Lung metastases are mostly asymptomatic and haemoptysis is usually a symptom of laryngotracheal invasion. Laryngotracheal invasion by recurrent PTC is uncommon, occurring in 5.7–7% of cases [Datta and Lahiri, 2002]. Patients commonly present with symptoms like dysphasia, hoarseness, throat discomfort, dyspnoea and haemoptysis. Bronchoscopy is an effective means of establishing a diagnosis and should be considered as the first diagnostic procedure in a patient with a thyroid mass and haemoptysis [Weiland et al. 1989].
In case of the rare presentation of haemoptysis with lung metastases secondary to PTC, surgical intervention is the treatment of choice. This prevents suffocation due to bleeding or obstruction and offers a cure. Previously reported cases have been treated with surgical resection of the region of metastases [Chen et al. 1998]. In our case surgical removal was also performed as a life-saving intervention to secure the airway and prevent further complications.

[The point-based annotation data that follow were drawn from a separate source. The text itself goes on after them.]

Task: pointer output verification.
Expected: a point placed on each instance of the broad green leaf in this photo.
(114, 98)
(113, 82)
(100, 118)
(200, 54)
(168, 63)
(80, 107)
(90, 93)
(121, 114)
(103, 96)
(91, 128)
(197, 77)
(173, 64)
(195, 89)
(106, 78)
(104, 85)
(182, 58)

If not caught and treated early and properly, PTC may metastasize to other organs such as the brain, lungs and skeletal muscles especially in the presence of poor prognostic factors and advanced patient age [Zhou et al. 2012]. Lung metastases are the most common but are mostly asymptomatic. This case serves as a reminder that lung metastases, especially endobronchial metastases, should be considered in such instances. It also confirms that surgical resection is the most appropriate treatment.
Footnotes
Funding
This research received no specific grant from any funding agency in the public, commercial, or not-for-profit sectors.
Conflict of interest statement
The authors declare no conflicts of interest in preparing this article.